There is a growing appreciation that the regulation of the melatonergic pathways, both pineal and systemic, may be an important aspect in how viruses drive the cellular changes that underpin their control of cellular function. We review the melatonergic pathway role in viral infections, emphasizing influenza and covid‐19 infections. Viral, or preexistent, suppression of pineal melatonin disinhibits neutrophil attraction, thereby contributing to an initial “cytokine storm”, as well as the regulation of other immune cells.
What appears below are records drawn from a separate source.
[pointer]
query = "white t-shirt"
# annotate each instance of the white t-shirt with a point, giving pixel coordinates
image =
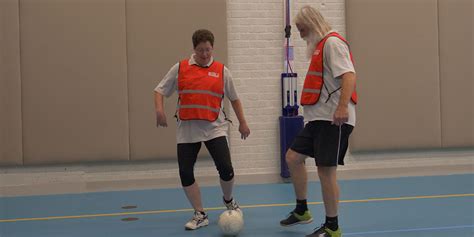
(191, 131)
(337, 61)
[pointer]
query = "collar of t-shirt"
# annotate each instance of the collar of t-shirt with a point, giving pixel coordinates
(192, 61)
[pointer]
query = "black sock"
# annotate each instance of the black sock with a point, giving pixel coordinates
(301, 207)
(331, 223)
(228, 201)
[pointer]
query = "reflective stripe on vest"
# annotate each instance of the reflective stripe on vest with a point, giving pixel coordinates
(201, 90)
(314, 80)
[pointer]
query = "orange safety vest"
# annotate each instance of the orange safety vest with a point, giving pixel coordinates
(201, 91)
(314, 80)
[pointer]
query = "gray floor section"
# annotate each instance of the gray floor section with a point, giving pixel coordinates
(80, 178)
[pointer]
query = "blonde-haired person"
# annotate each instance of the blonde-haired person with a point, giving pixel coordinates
(202, 83)
(329, 100)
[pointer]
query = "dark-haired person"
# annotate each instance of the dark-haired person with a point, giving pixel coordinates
(202, 83)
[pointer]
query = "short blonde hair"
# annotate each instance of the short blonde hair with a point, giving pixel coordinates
(314, 20)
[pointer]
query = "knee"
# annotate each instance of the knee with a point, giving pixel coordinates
(226, 173)
(292, 158)
(187, 177)
(326, 173)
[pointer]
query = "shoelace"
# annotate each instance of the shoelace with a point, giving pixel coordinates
(198, 217)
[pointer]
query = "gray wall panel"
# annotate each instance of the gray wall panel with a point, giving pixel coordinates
(457, 78)
(10, 85)
(75, 104)
(395, 44)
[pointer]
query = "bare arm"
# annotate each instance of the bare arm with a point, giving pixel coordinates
(160, 112)
(239, 112)
(348, 84)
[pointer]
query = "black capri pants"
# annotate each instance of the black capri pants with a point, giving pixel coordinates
(219, 150)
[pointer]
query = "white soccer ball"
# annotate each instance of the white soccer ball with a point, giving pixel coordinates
(231, 222)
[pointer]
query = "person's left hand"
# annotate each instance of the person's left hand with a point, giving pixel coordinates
(341, 116)
(244, 130)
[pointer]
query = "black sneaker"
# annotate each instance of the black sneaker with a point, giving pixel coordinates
(199, 220)
(294, 219)
(323, 231)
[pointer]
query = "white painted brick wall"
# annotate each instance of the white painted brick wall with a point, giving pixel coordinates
(256, 38)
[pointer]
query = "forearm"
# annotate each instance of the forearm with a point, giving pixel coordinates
(158, 102)
(239, 112)
(347, 88)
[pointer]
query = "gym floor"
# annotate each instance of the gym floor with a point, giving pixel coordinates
(428, 206)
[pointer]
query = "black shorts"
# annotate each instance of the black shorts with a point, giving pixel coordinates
(217, 147)
(325, 142)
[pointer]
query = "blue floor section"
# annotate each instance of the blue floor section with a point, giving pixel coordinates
(431, 206)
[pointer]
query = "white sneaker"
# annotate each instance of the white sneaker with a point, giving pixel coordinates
(199, 220)
(233, 206)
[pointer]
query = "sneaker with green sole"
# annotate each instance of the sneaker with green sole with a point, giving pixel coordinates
(323, 231)
(294, 219)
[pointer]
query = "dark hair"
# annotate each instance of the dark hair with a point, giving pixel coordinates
(202, 36)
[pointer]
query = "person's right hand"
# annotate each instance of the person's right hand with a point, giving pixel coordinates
(161, 119)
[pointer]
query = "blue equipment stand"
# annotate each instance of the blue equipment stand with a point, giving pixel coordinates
(290, 122)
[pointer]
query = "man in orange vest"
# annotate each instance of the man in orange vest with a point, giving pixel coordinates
(202, 84)
(329, 100)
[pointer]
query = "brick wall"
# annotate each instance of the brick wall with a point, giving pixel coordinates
(256, 39)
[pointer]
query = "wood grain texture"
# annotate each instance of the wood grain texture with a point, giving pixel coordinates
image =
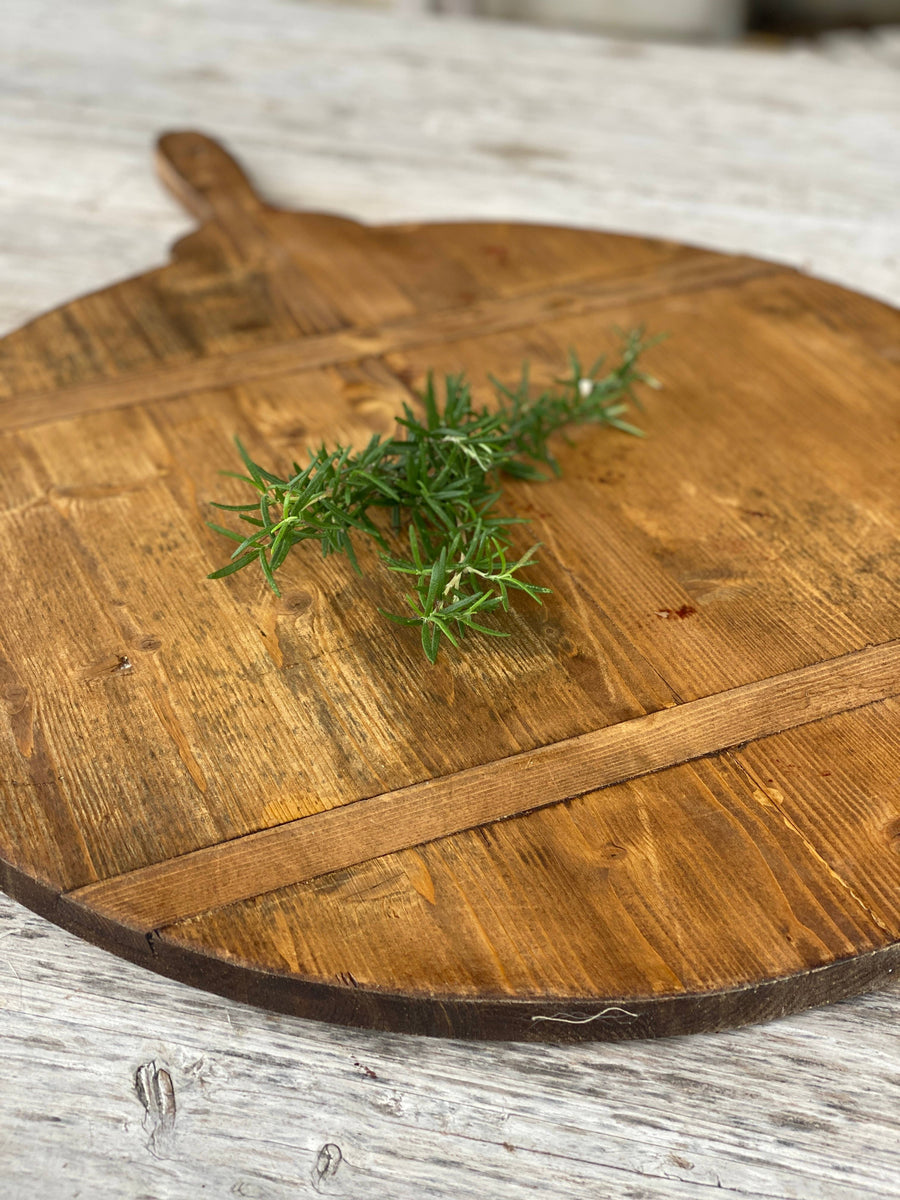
(370, 828)
(730, 580)
(804, 1107)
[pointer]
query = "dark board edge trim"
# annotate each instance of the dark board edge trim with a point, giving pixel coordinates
(490, 1019)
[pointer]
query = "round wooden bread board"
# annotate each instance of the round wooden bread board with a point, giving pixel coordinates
(670, 802)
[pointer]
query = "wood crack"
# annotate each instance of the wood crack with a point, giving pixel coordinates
(297, 851)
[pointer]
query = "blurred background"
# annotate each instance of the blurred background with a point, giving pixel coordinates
(768, 127)
(702, 19)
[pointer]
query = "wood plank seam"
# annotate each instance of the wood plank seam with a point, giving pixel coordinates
(707, 273)
(177, 889)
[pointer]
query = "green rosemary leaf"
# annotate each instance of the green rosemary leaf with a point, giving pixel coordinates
(441, 479)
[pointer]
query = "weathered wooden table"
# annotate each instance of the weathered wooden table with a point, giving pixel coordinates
(117, 1083)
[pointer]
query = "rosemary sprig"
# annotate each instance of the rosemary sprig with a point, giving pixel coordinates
(438, 481)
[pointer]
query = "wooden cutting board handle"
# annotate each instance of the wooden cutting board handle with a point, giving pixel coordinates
(203, 177)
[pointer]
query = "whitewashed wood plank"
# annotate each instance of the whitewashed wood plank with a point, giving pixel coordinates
(789, 156)
(807, 1107)
(781, 155)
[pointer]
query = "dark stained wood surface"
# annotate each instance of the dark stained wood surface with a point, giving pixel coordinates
(694, 742)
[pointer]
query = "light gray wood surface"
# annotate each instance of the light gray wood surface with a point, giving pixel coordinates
(115, 1083)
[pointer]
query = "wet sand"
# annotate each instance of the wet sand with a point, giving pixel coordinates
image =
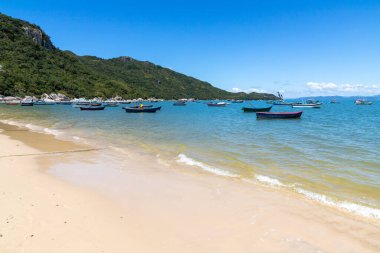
(58, 196)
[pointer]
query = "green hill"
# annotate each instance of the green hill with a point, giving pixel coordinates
(31, 65)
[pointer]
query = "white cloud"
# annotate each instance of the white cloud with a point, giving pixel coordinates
(249, 90)
(343, 89)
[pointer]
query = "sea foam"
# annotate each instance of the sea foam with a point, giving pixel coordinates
(189, 161)
(343, 205)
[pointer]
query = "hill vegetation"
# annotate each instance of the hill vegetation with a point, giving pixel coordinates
(31, 65)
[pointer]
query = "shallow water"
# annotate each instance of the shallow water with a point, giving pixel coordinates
(330, 155)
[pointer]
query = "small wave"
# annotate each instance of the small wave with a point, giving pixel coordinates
(52, 131)
(13, 123)
(268, 180)
(186, 160)
(348, 206)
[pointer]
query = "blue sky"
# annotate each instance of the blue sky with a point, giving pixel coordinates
(300, 47)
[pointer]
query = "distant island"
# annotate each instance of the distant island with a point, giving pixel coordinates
(31, 65)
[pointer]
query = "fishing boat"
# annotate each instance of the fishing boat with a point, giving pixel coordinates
(282, 103)
(219, 104)
(80, 103)
(111, 103)
(142, 109)
(363, 102)
(256, 109)
(139, 106)
(92, 107)
(44, 102)
(306, 106)
(13, 102)
(179, 103)
(278, 115)
(27, 102)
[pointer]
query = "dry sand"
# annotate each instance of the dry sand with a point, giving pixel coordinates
(150, 207)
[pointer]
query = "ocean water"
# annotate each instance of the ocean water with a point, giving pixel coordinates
(330, 155)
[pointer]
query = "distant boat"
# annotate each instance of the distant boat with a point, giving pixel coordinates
(44, 102)
(139, 106)
(92, 107)
(179, 103)
(111, 103)
(13, 102)
(256, 109)
(278, 115)
(306, 106)
(27, 102)
(142, 109)
(363, 102)
(281, 103)
(220, 104)
(81, 103)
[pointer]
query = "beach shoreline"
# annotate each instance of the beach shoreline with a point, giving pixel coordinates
(54, 203)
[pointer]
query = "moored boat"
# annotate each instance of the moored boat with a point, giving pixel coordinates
(13, 102)
(179, 103)
(142, 109)
(139, 106)
(44, 102)
(219, 104)
(363, 102)
(306, 106)
(111, 103)
(256, 109)
(92, 108)
(282, 103)
(27, 102)
(278, 115)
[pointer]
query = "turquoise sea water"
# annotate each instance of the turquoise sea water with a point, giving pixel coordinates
(331, 154)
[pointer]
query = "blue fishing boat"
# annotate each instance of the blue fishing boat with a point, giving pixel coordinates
(142, 109)
(92, 107)
(278, 115)
(256, 109)
(179, 103)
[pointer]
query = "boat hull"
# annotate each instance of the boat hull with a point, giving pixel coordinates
(306, 106)
(216, 105)
(278, 115)
(92, 108)
(140, 110)
(252, 109)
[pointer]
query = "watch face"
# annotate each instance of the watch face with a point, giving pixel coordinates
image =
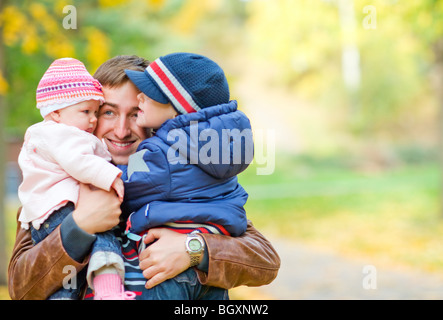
(195, 245)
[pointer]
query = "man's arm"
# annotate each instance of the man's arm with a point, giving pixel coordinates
(232, 261)
(249, 260)
(35, 272)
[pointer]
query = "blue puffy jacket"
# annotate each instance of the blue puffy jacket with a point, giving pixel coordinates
(193, 159)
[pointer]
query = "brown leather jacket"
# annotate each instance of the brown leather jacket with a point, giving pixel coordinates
(35, 272)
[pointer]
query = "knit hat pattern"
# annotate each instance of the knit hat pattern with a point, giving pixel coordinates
(188, 81)
(65, 83)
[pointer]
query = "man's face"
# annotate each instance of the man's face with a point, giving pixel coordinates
(117, 122)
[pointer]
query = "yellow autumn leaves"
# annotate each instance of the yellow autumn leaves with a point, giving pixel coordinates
(38, 28)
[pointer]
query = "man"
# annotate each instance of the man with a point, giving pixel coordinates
(226, 262)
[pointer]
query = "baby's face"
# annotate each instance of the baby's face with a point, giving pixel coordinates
(82, 115)
(153, 114)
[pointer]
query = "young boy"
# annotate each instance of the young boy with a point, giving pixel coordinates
(185, 98)
(58, 153)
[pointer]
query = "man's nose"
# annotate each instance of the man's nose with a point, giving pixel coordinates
(121, 128)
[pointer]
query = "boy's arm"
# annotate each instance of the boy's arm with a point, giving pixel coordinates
(35, 272)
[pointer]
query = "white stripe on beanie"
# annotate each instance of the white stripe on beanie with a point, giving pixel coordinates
(182, 91)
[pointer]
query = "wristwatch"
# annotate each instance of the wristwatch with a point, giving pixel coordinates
(195, 247)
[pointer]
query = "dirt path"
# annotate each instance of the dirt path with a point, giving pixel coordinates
(311, 274)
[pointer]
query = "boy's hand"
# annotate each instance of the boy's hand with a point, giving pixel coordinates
(119, 188)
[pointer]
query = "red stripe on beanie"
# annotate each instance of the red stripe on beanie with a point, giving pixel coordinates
(171, 87)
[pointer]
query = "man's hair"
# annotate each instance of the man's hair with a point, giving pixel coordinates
(112, 72)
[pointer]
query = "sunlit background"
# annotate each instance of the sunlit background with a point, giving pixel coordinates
(344, 98)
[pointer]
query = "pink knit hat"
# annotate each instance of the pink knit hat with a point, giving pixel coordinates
(65, 83)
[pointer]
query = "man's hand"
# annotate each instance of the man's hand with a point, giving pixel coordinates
(165, 258)
(97, 210)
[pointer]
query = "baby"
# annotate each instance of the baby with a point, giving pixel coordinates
(57, 154)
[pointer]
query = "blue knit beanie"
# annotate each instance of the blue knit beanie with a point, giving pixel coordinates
(188, 81)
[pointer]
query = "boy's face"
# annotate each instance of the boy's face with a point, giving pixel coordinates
(82, 115)
(117, 122)
(153, 114)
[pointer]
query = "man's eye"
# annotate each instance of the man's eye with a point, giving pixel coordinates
(107, 113)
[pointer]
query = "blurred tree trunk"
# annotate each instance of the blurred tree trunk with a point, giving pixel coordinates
(3, 255)
(438, 51)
Melatonin induces the circadian gene, Bmal1, which disinhibits the pyruvate dehydrogenase complex (PDC), countering viral inhibition of Bmal1/PDC. PDC drives mitochondrial conversion of pyruvate to acetyl‐coenzyme A (acetyl‐CoA), thereby increasing the tricarboxylic acid cycle, oxidative phosphorylation, and ATP production. Pineal melatonin suppression attenuates this, preventing the circadian “resetting” of mitochondrial metabolism. This is especially relevant in immune cells, where shifting metabolism from glycolytic to oxidative phosphorylation, switches cells from reactive to quiescent phenotypes. Acetyl‐CoA is a necessary cosubstrate for arylalkylamine N‐acetyltransferase, providing an acetyl group to serotonin, and thereby initiating the melatonergic pathway. Consequently, pineal melatonin regulates mitochondrial melatonin and immune cell phenotype. Virus‐ and cytokine‐storm‐driven control of the pineal and mitochondrial melatonergic pathway therefore regulates immune responses. Virus‐and cytokine storm‐driven changes also increase gut permeability and dysbiosis, thereby suppressing levels of the short‐chain fatty acid, butyrate, and increasing circulating lipopolysaccharide (LPS). The alterations in butyrate and LPS can promote viral replication and host symptom severity via impacts on the melatonergic pathway. Focussing on immune regulators has treatment implications for covid‐19 and other viral infections.

中文翻译：

---

褪黑激素：在流感、Covid-19 和其他病毒感染中的作用。


人们越来越认识到，松果体和全身褪黑素能途径的调节可能是病毒驱动细胞变化的一个重要方面，而细胞变化是其控制细胞功能的基础。我们回顾了褪黑素通路在病毒感染中的作用，重点关注流感和 covid-19 感染。病毒或预先存在的松果体褪黑激素抑制会抑制中性粒细胞的吸引力，从而导致最初的“细胞因子风暴”以及其他免疫细胞的调节。褪黑激素诱导昼夜节律基因 Bmal1，该基因可抑制丙酮酸脱氢酶复合物 (PDC)，从而对抗病毒对 Bmal1/PDC 的抑制。 PDC 驱动线粒体将丙酮酸转化为乙酰辅酶 A (乙酰辅酶 A)，从而增加三羧酸循环、氧化磷酸化和 ATP 产生。松果体褪黑激素抑制会减弱这种作用，从而阻止线粒体代谢的昼夜节律“重置”。这在免疫细胞中尤其重要，其中代谢从糖酵解转变为氧化磷酸化，将细胞从反应性表型转变为静止表型。乙酰辅酶A是芳烷基胺N-乙酰转移酶必需的共底物，为血清素提供乙酰基，从而启动褪黑激素途径。因此，松果体褪黑激素调节线粒体褪黑激素和免疫细胞表型。因此，病毒和细胞因子风暴驱动的松果体和线粒体褪黑激素通路的控制可以调节免疫反应。病毒和细胞因子风暴驱动的变化也会增加肠道通透性和生态失调，从而抑制短链脂肪酸、丁酸盐的水平，并增加循环脂多糖（LPS）。 丁酸盐和脂多糖的改变可以通过影响褪黑激素途径来促进病毒复制和宿主症状的严重程度。关注免疫调节剂对治疗 covid-19 和其他病毒感染具有重要意义。